During the trial, the issue arose as to whether appellant had adequately waived his rights under Miranda v. Arizona, 384 U.S. 436 (1966). In support of the state’s position that he had, the prosecutor called the deputy district attorney who had been present at the Faretta hearing. The deputy testified that at that hearing appellant “indicated just a general understanding of the charges and a desire to represent himself.” In argument, the prosecutor concurred, stating that the appellant “did satisfy the standards under Faretta to represent himself. He is an intelligent man. I think that is obvious to the court.”

We agree. A review of the transcript of the Faretta hearing establishes that when he asked to represent himself at trial the appellant was voluntarily and intelligently electing to exercise his unqualified right to do so under the Sixth Amendment. See
Faretta v. California, 422 U.S. 806 (1975).

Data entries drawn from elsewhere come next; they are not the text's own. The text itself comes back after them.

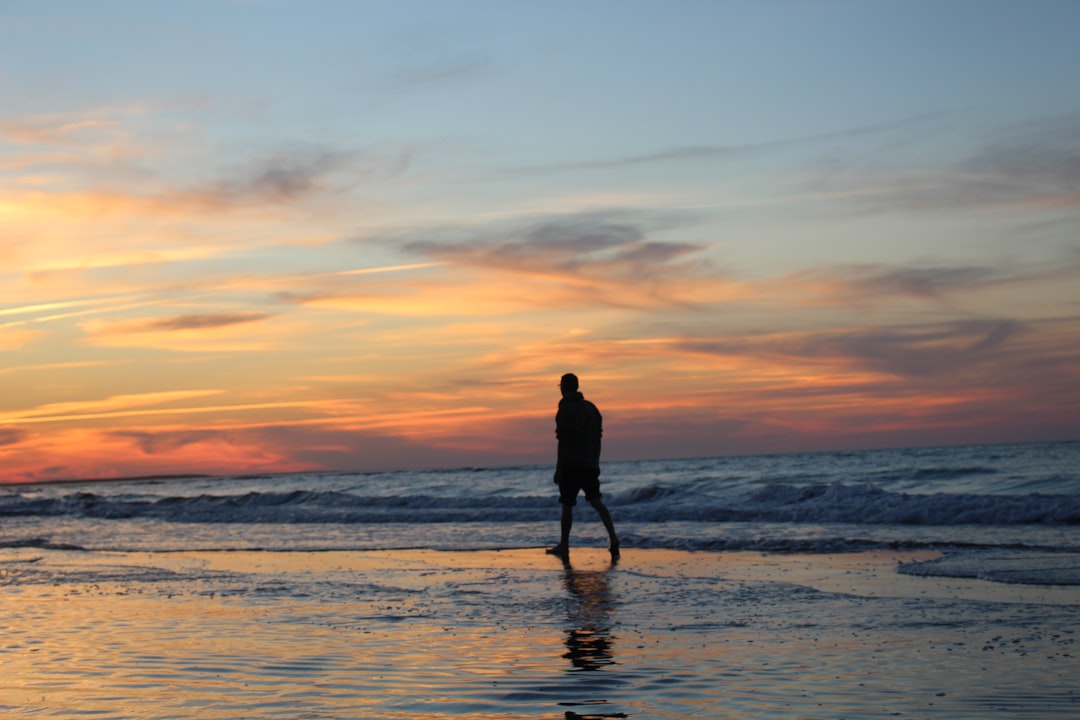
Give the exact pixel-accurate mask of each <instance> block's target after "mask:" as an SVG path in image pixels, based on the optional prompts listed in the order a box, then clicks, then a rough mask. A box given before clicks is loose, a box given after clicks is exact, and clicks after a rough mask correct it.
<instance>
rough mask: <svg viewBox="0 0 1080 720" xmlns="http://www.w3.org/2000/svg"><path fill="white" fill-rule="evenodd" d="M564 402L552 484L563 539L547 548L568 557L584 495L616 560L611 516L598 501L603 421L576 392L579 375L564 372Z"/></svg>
mask: <svg viewBox="0 0 1080 720" xmlns="http://www.w3.org/2000/svg"><path fill="white" fill-rule="evenodd" d="M559 389H561V390H562V391H563V399H562V400H559V403H558V412H557V413H556V415H555V436H556V437H557V438H558V459H557V461H556V463H555V483H556V484H557V485H558V502H559V503H562V505H563V516H562V539H561V540H559V542H558V544H557V545H555V546H554V547H552V548H550V549H549V551H548V552H549V553H550V554H551V555H558V556H561V557H567V556H568V555H569V553H570V528H571V527H572V526H573V506H575V505H576V504H577V502H578V493H579V492H584V493H585V500H588V501H589V503H590V504H592V506H593V508H594V510H595V511H596V514H597V515H599V516H600V520H603V521H604V527H605V528H606V529H607V531H608V539H609V540H610V546H609V548H608V549H609V551H610V552H611V559H612V560H617V559H619V538H617V536H616V534H615V525H613V524H612V522H611V513H609V512H608V508H607V507H606V506H605V505H604V502H603V501H602V500H600V435H602V434H603V432H604V430H603V418H602V417H600V412H599V410H597V409H596V406H595V405H593V404H592V403H590V402H589V400H586V399H585V396H584V395H582V394H581V393H580V392H579V391H578V376H576V375H573V373H572V372H567V373H566V375H564V376H563V378H562V380H561V382H559Z"/></svg>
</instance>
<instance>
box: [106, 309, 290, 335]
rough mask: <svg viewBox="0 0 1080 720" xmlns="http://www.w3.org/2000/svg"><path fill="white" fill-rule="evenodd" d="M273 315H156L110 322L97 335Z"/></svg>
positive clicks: (266, 319)
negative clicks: (137, 320)
mask: <svg viewBox="0 0 1080 720" xmlns="http://www.w3.org/2000/svg"><path fill="white" fill-rule="evenodd" d="M269 317H273V315H271V314H270V313H254V312H240V313H205V314H197V315H176V316H174V317H158V318H151V320H143V321H129V322H121V323H111V324H109V325H105V326H102V327H99V329H98V330H97V334H98V335H111V334H130V332H162V331H163V332H174V331H183V330H205V329H214V328H221V327H229V326H232V325H243V324H246V323H257V322H259V321H264V320H267V318H269Z"/></svg>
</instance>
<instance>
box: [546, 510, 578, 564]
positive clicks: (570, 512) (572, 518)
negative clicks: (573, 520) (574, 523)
mask: <svg viewBox="0 0 1080 720" xmlns="http://www.w3.org/2000/svg"><path fill="white" fill-rule="evenodd" d="M562 504H563V515H562V516H561V517H559V530H561V533H559V538H561V539H559V541H558V544H557V545H555V546H554V547H549V548H548V554H549V555H559V556H564V557H565V556H567V555H569V554H570V529H571V528H572V527H573V505H570V504H569V503H562Z"/></svg>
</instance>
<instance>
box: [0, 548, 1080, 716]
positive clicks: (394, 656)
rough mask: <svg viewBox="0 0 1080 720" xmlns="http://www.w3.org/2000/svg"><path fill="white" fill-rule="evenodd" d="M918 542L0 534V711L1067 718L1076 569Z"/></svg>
mask: <svg viewBox="0 0 1080 720" xmlns="http://www.w3.org/2000/svg"><path fill="white" fill-rule="evenodd" d="M929 557H930V555H929V554H913V553H861V554H846V555H826V556H820V555H814V556H796V555H778V556H762V555H759V554H751V553H735V554H711V553H697V554H694V553H683V552H671V551H638V549H633V548H631V549H626V551H624V554H623V558H622V560H621V561H620V562H619V563H618V565H617V566H611V563H610V561H609V560H608V558H607V555H606V553H604V552H603V551H600V549H578V551H575V553H573V554H572V556H571V561H570V563H569V565H566V566H564V563H563V562H562V561H561V560H558V559H557V558H554V557H551V556H548V555H544V554H543V552H542V549H539V548H530V549H515V551H499V552H469V553H449V552H435V551H393V552H370V553H359V552H348V553H347V552H333V553H251V552H222V553H186V554H148V553H138V554H100V553H77V552H56V551H42V549H33V548H22V549H16V548H8V549H3V551H0V603H2V604H0V608H2V609H0V626H2V639H0V664H2V667H3V673H2V675H0V712H4V714H10V715H12V716H13V717H65V718H67V717H77V716H78V717H82V716H89V717H95V718H193V717H199V718H451V717H453V718H612V717H613V718H619V717H633V718H687V717H694V718H727V719H730V718H810V719H813V718H881V717H901V718H973V719H974V718H986V717H1017V718H1018V717H1040V718H1072V717H1077V716H1078V715H1080V691H1078V690H1077V689H1076V684H1077V683H1076V679H1077V678H1078V677H1080V664H1078V661H1077V654H1078V648H1077V647H1076V644H1075V641H1076V637H1077V634H1076V630H1075V628H1076V627H1077V625H1078V622H1077V621H1078V620H1080V588H1077V587H1032V586H1012V585H1003V584H998V583H988V582H983V581H960V580H950V579H932V578H912V576H907V575H901V574H899V573H896V571H895V569H896V566H897V563H900V562H906V561H912V560H917V559H927V558H929Z"/></svg>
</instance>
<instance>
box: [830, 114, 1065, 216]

The denial of Young’s motion to proceed in propria persona
was error and we must, therefore, reverse and remand for a new trial.[1]

Reversed and remanded.

[1] We note that the evidence against appellant was overwhelming. Nevertheless, we will not apply the doctrine of harmless error because of the Ninth Circuit’s opinion in Bittaker v. Enomoto, 587 F.2d 400 (9th Cir. 1978).